Il avait envisagé la possibilité de démissionner en 2000
Rome: Les points essentiels du testament de Jean Paul II
Rome, 7 avril 2005 (Apic) Le testament spirituel de Jean Paul II, de plusieurs pages, écrit de sa main, en polonais, entre 1979 et 2000, a été rendu public le 7 avril 2005, à la veille de ses funérailles.
Le testament spirituel de Jean Paul II, écrit de sa main, en polonais, entre 1979 et 2000, rendu public le 7 avril 2005, indique qu’il avait, entres autres, considéré la possibilité de démissionner en mars 2000, après avoir conduit l’Eglise dans le troisième millénaire.
Jean Paul II y a aussi demandé, dès 1979, que toutes ses notes personnelles soient brûlées et que les biens dont il avait l’usage quotidien soient distribués de manière opportune, précisant qu’il ne laisse aucune propriété derrière lui.
Dans un bref passage rédigé en 1982, le pape a considéré la possibilité que ses funérailles soient célébrées en Pologne – il ne semble pas évoquer sa sépulture – laissant au Métropolite de Cracovie et à la Conférence épiscopale polonaise la possibilité de décider en fonction des requêtes.

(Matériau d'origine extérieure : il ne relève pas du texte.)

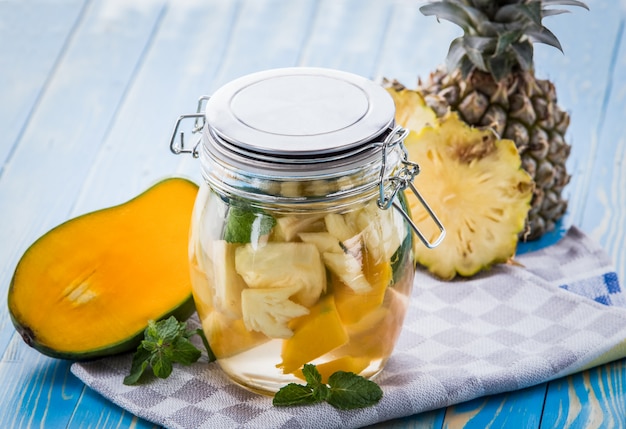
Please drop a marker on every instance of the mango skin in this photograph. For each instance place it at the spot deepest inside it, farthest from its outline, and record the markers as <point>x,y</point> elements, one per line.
<point>136,258</point>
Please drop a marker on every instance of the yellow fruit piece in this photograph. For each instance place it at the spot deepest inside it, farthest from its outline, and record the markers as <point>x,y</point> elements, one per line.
<point>228,337</point>
<point>314,335</point>
<point>353,306</point>
<point>374,336</point>
<point>474,182</point>
<point>354,364</point>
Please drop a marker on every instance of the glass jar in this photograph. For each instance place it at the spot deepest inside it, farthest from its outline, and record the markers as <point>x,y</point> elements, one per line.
<point>301,248</point>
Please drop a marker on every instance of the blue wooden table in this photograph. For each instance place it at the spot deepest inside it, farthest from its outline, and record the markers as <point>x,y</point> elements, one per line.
<point>90,90</point>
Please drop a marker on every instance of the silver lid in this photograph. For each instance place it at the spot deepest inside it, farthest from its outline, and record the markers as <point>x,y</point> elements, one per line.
<point>300,113</point>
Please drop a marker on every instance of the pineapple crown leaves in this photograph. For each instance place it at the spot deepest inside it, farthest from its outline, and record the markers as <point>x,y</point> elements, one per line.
<point>498,35</point>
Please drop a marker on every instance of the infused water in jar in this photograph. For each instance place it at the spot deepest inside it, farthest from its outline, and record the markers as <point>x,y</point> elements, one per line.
<point>301,245</point>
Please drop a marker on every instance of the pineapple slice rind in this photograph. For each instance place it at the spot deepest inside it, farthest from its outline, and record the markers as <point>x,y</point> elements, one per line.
<point>475,184</point>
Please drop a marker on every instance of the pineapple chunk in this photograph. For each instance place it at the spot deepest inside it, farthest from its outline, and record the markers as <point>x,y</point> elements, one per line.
<point>337,226</point>
<point>227,283</point>
<point>382,230</point>
<point>288,227</point>
<point>268,310</point>
<point>228,337</point>
<point>348,269</point>
<point>276,265</point>
<point>324,241</point>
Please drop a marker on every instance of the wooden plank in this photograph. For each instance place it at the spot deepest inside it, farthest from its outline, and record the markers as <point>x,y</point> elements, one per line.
<point>36,391</point>
<point>580,75</point>
<point>414,45</point>
<point>67,127</point>
<point>32,38</point>
<point>428,420</point>
<point>604,215</point>
<point>92,410</point>
<point>592,399</point>
<point>520,409</point>
<point>339,39</point>
<point>176,70</point>
<point>198,46</point>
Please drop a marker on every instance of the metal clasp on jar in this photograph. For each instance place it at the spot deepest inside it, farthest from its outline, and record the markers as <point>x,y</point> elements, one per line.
<point>390,185</point>
<point>178,148</point>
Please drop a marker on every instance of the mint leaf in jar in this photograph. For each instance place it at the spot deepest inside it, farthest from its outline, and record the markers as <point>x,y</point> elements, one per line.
<point>244,223</point>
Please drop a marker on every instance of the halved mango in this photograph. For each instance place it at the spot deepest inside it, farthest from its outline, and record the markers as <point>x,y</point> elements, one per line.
<point>88,287</point>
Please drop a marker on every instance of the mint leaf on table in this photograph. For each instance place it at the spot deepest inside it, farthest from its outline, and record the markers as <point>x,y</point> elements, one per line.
<point>348,391</point>
<point>165,342</point>
<point>244,222</point>
<point>345,390</point>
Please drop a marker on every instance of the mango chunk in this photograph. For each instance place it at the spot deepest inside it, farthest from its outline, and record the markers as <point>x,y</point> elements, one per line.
<point>353,306</point>
<point>354,364</point>
<point>314,335</point>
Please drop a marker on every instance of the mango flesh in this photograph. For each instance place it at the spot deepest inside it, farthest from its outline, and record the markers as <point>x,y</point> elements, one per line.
<point>88,287</point>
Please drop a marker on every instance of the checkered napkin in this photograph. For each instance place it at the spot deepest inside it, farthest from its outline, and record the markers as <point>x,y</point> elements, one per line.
<point>560,311</point>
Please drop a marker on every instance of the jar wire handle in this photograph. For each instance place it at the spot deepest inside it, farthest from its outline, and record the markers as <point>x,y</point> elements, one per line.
<point>390,186</point>
<point>179,147</point>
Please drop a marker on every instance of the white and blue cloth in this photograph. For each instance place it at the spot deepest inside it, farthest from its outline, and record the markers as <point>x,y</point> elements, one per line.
<point>560,310</point>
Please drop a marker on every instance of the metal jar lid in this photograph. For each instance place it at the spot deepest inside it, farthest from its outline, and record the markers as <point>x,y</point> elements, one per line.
<point>304,124</point>
<point>299,114</point>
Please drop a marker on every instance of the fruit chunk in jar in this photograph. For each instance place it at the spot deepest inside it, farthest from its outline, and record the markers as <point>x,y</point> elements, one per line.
<point>313,289</point>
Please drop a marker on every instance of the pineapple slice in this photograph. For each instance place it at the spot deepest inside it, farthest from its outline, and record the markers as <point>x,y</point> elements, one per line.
<point>269,310</point>
<point>276,265</point>
<point>475,184</point>
<point>412,112</point>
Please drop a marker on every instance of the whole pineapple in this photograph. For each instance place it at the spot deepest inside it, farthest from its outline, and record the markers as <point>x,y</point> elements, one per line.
<point>490,81</point>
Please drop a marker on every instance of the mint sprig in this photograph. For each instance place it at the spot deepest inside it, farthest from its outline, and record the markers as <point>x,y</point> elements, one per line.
<point>165,342</point>
<point>345,390</point>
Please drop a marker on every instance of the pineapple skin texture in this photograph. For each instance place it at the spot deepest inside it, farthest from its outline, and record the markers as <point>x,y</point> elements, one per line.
<point>521,108</point>
<point>475,184</point>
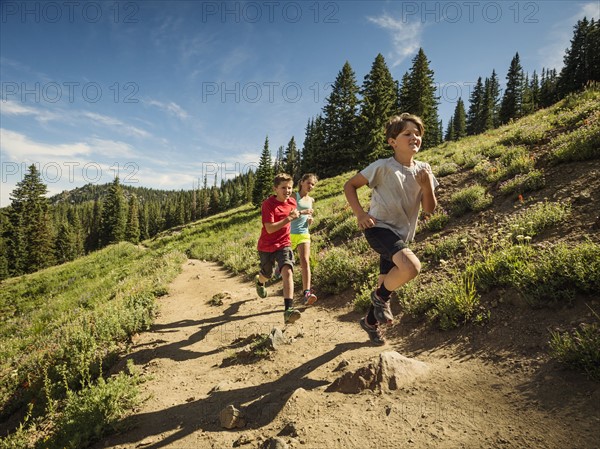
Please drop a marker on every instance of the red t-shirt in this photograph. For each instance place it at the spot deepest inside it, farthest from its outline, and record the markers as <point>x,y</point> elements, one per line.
<point>273,211</point>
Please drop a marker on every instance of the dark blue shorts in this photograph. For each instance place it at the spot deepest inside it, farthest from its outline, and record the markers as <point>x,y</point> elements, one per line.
<point>386,243</point>
<point>283,256</point>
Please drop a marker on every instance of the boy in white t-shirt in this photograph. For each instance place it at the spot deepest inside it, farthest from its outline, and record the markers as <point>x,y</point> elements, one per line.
<point>401,186</point>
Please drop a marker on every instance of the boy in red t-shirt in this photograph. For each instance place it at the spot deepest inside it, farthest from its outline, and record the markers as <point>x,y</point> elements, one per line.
<point>274,244</point>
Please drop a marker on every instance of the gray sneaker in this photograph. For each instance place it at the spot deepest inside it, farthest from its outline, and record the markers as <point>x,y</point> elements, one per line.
<point>383,312</point>
<point>291,315</point>
<point>261,290</point>
<point>374,332</point>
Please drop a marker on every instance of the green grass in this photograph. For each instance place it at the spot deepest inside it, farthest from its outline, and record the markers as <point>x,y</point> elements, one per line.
<point>473,198</point>
<point>579,349</point>
<point>63,327</point>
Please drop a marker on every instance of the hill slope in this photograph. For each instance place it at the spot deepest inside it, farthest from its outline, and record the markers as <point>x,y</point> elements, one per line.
<point>512,255</point>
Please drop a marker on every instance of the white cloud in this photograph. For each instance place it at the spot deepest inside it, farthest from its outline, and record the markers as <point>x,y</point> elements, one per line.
<point>406,37</point>
<point>552,55</point>
<point>19,147</point>
<point>117,125</point>
<point>11,107</point>
<point>171,108</point>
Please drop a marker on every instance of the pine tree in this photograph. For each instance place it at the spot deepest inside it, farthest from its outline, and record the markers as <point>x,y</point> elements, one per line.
<point>548,88</point>
<point>404,94</point>
<point>264,176</point>
<point>379,103</point>
<point>114,215</point>
<point>4,268</point>
<point>314,145</point>
<point>340,125</point>
<point>450,130</point>
<point>93,240</point>
<point>491,101</point>
<point>31,238</point>
<point>477,110</point>
<point>512,101</point>
<point>579,59</point>
<point>421,99</point>
<point>291,160</point>
<point>460,121</point>
<point>132,229</point>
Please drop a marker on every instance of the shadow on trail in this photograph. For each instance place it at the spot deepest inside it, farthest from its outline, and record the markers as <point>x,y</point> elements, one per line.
<point>260,405</point>
<point>176,350</point>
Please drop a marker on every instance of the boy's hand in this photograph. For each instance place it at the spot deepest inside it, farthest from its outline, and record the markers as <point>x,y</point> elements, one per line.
<point>294,214</point>
<point>423,178</point>
<point>365,221</point>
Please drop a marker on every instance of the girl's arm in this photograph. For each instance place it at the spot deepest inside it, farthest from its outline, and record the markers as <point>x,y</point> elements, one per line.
<point>350,187</point>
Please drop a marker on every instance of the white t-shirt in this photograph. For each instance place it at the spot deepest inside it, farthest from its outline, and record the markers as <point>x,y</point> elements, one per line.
<point>396,196</point>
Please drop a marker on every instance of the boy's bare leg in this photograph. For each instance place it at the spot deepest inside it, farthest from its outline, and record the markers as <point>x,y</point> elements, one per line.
<point>407,268</point>
<point>287,275</point>
<point>262,279</point>
<point>304,255</point>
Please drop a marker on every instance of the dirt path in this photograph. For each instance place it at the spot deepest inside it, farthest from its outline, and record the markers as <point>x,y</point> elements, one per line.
<point>475,395</point>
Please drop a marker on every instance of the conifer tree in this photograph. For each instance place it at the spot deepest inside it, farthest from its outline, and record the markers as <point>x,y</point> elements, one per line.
<point>132,229</point>
<point>512,100</point>
<point>450,130</point>
<point>477,110</point>
<point>4,268</point>
<point>340,125</point>
<point>379,102</point>
<point>421,98</point>
<point>459,119</point>
<point>31,237</point>
<point>264,176</point>
<point>114,215</point>
<point>314,144</point>
<point>580,59</point>
<point>93,240</point>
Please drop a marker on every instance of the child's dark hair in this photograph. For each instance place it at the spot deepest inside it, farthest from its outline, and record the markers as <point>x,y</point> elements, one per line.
<point>282,177</point>
<point>398,123</point>
<point>308,176</point>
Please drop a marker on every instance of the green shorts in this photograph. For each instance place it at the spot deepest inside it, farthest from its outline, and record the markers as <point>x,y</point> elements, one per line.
<point>298,239</point>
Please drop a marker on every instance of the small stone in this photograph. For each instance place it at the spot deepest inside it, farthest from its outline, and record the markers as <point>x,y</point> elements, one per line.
<point>342,365</point>
<point>230,418</point>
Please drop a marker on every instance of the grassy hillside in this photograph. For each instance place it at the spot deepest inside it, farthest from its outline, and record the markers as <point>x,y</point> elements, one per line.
<point>517,222</point>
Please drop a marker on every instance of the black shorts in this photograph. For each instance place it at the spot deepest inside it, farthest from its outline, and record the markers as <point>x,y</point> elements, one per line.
<point>283,256</point>
<point>386,243</point>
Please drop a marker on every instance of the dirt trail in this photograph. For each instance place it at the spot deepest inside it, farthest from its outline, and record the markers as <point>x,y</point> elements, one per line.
<point>480,391</point>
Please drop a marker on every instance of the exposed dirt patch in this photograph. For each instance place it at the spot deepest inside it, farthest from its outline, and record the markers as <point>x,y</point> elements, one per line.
<point>486,387</point>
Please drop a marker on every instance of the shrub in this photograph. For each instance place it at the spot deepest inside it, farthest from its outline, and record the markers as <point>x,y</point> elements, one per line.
<point>528,182</point>
<point>536,219</point>
<point>445,248</point>
<point>580,349</point>
<point>472,198</point>
<point>446,169</point>
<point>579,145</point>
<point>436,221</point>
<point>338,269</point>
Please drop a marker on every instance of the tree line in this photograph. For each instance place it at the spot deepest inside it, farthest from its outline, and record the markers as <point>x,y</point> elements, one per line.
<point>37,232</point>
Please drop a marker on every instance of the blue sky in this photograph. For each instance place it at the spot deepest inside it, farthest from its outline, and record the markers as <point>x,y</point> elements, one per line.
<point>162,93</point>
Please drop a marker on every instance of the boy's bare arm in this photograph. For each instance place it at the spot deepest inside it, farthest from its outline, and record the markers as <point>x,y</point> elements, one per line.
<point>425,180</point>
<point>364,219</point>
<point>274,227</point>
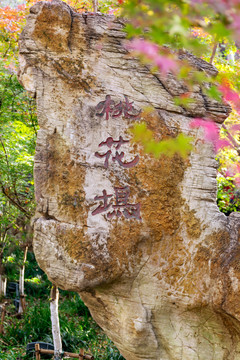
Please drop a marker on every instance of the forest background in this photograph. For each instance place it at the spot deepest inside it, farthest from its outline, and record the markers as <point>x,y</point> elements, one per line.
<point>208,29</point>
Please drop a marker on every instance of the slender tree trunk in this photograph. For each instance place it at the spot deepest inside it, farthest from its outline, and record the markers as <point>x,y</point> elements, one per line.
<point>22,304</point>
<point>3,313</point>
<point>57,341</point>
<point>3,279</point>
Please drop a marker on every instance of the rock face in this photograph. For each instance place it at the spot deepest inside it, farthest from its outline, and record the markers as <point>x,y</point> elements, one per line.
<point>140,239</point>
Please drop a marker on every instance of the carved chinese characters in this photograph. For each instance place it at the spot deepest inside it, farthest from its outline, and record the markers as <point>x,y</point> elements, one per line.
<point>118,156</point>
<point>124,108</point>
<point>116,205</point>
<point>121,206</point>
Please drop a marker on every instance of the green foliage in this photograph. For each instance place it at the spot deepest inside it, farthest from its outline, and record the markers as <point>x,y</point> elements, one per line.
<point>78,330</point>
<point>228,196</point>
<point>180,145</point>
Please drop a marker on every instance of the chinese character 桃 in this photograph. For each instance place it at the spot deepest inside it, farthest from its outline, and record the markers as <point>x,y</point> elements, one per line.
<point>125,108</point>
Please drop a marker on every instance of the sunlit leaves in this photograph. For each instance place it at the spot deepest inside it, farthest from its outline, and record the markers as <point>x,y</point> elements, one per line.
<point>168,147</point>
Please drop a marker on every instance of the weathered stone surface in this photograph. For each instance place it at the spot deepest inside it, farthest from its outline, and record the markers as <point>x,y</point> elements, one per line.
<point>166,286</point>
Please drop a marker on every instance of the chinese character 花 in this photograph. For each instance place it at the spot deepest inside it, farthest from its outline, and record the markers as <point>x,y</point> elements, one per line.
<point>118,157</point>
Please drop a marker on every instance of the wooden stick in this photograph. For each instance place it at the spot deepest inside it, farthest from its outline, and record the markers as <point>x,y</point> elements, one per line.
<point>81,354</point>
<point>71,355</point>
<point>2,318</point>
<point>37,351</point>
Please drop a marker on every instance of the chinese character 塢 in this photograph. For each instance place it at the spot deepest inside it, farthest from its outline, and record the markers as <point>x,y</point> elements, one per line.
<point>121,206</point>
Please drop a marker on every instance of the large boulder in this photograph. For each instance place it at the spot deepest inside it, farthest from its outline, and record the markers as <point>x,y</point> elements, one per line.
<point>140,239</point>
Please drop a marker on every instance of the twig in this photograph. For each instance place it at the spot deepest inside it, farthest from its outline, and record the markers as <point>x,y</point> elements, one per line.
<point>213,52</point>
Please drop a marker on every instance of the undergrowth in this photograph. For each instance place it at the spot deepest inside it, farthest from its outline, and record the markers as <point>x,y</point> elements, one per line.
<point>78,329</point>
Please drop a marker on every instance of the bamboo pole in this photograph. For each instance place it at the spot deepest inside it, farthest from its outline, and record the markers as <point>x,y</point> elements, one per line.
<point>81,354</point>
<point>71,355</point>
<point>2,317</point>
<point>37,351</point>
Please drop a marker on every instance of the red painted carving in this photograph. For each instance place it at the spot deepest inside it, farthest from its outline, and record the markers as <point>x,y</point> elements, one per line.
<point>121,206</point>
<point>124,108</point>
<point>105,205</point>
<point>118,156</point>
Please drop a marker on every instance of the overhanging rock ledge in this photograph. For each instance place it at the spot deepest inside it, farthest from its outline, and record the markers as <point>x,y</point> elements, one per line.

Mais, trois ans plus tard, en 1985, Jean Paul II a laissé la liberté au seul Collège des cardinaux d’étudier une telle éventualité, sans obligation de s’adresser à ses concitoyens.
Tout au long de ce testament, le pape a rappelé sa confiance dans le Seigneur et la Vierge, se déclarant prêt à mourir dés 1979.
Dans ce testament, Jean Paul II a cité précisément trois personnes, son secrétaire Mgr Stanislaw Dziwisz, l’ancien Primat de Pologne le cardinal Stefan Wyszynski, et l’ancien grand rabbin de Rome, Elio Toaff. Le pape, enfin, se rappelle des évêques, des chrétiens non-catholiques, des représentants des religions non-chrétiennes et de sa famille. (apic/imedia/ami/vb)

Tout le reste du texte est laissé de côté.